Attendu qu’au cours de l’audience, Madame [E] [R] a déclaré :” les pompiers m’ont demandé d’ouvrir j’ai dit que tout va bien j’ai mis mes écouteurs et on m’a envoyé les gendarmes qui ont cassé ma porte; dans le passé il y a eu enquête policière il y avait vice de forme pour le dr [O]. J’avais chanté il y a rien de dramatique; j’étais dans la peur, j’ai pas de bon souvenir de la psy. Jeune j’ai fait une tentative de suicide. Durant mon séjour on m’avait fait dormir. Je n’ai pas de problèmes de santé je n’ai pas de traitement; je n’ai aucun traitement je vais bien psychologiquement. J’ai plus de problème ni d’insomnie. Je vois que mon généraliste. Je suis en secteur ouvert. Les conditions sont rudes et je n’ai pas compris pourquoi j’en suis là. Je n’ai aucun problème psychologique. Je ne veux pas de traitement je ne veux pas perdre mon autonomie. Je veux pas contester mais je suis quand même d’aplomb Pas de chauffage 5 degrés dans la chambre. “
Le conseil a été entendu en ses observations :elle plaide la mainlevée de la mesure;
Attendu qu’au terme des débats, il convient d’une part de déclarer la requête formée par M. LE DIRECTEUR DU CENTRE HOSPITALIER DE [Localité 7], recevable en la forme, et la procédure régulière ;
Attendu que sur le fond, il ressort des pièces versées au dossier que Madame [R] souffre d’un trouble schizo-affectif depuis plusieurs années , qu’elle se trouve en rupture de traitement depuis 5 ans et qu’elle a été hospitalisée après l’intervention des forces de l’ordre à son domicile , dans lequel elle vivait recluse depuis plusieurs jours.
Il est également établi que les éléments délirants dont elle souffre sont enkystés depuis plusieurs années , qu’elle est dans le déni total de ses troubles et qu’un traitement psychiatrique ne peut lui être administré , en raison de son refus , que par voie injectable et avec contention physique .
Dans ces conditions et conformément aux préconisations du Docteur [P] dans son certificat médical du 16 janvier 2025, il convient d’ordonner la poursuite de l’hospitalisation complète de Madame [E] [R] ;
Attendu que Madame [E] [R] a été informée de son droit d’interjeter appel de la présente décision auprès de la Cour d’Appel de RIOM ou de solliciter la mainlevée de la mesure en saisissant le Juge du tribunal judiciaire de CLERMONT-FERRAND ;
PAR CES MOTIFS
Après débats en audience publique, statuant publiquement, et en premier ressort,
Déclarons la procédure régulière et la requête régulière en la forme ;
Ordonnons la poursuite de l’hospitalisation complète dont fait l’objet Madame [E] [R].
Laissons les dépens à la charge du trésor public.
Fait à Clermont-Ferrand,
le 21 janvier 2025
Le greffier La Vice-Présidente
Copie
— adressée par courriel avec récépissé au directeur du centre hospitalier ce jour
— transmise au procureur de la République ce jour
— adressée par courriel au tiers demandeur à l’admission ce jour
— notifié ce jour par courriel au conseil
le greffier
POUR INFORMATION
La présente ordonnance est susceptible d’appel dans le délai de 10 jours à compter de sa notification, au greffe de la Cour d’Appel de Riom.
Art.
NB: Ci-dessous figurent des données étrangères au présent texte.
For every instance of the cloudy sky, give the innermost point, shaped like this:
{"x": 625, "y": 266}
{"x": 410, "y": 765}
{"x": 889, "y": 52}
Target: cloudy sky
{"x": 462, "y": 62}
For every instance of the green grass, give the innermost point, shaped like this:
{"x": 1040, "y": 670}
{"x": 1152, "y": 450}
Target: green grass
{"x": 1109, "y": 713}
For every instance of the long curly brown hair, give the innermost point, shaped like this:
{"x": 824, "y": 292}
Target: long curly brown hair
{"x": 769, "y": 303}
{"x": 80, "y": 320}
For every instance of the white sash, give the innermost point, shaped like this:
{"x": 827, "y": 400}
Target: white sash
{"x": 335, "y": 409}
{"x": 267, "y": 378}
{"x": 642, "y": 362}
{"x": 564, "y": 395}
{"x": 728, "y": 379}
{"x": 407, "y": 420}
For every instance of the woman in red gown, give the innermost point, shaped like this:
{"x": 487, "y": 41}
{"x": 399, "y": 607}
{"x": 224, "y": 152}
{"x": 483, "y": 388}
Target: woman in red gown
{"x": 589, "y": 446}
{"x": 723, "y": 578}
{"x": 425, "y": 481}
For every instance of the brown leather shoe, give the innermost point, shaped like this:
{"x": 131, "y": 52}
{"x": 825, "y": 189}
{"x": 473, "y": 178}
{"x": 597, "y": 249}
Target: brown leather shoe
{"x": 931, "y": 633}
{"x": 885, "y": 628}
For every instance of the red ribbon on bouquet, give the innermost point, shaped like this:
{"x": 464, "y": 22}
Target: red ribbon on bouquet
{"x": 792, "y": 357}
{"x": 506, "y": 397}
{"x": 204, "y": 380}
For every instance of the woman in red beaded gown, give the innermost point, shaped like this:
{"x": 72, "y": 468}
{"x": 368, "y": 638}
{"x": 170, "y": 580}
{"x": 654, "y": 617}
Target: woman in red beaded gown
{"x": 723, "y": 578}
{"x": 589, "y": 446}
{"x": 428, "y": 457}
L.3211-12-4. du code de la santé publique – L’ordonnance du magistrat du siège du tribunal judiciaire prise en application des articles L.3211-12 ou L.3211-12-1 est susceptible d’appel devant le premier président de la cour d’appel ou son délégué. Le débat est tenu selon les modalités prévues à l’article L.3211-12-2.
L’appel formé à l’encontre de l’ordonnance mentionnée au premier alinéa n’est pas suspensif. Le premier président de la cour d’appel ou son délégué statue alors à bref délai dans des conditions définies par décret en Conseil d’Etat.
Art. 58 du code de procédure civile – La déclaration d’appel contient à peine de nullité :
1° Pour les personnes physiques : l’indication des noms , prénoms, profession, domicile, nationalité, date et lieu de naissance du demandeur ;
Pour les personnes morales : l’indication de leur forme, leur dénomination, leur siège sociale et de l’organe qui les représente légalement ;
2° L’indication des noms, prénoms et domicile de la personne contre laquelle la demande est formée, ou, s’il s’agit d’une personne morale, de sa dénomination et de son siège social ;
3° L’objet de la demande. Elle est datée et signée.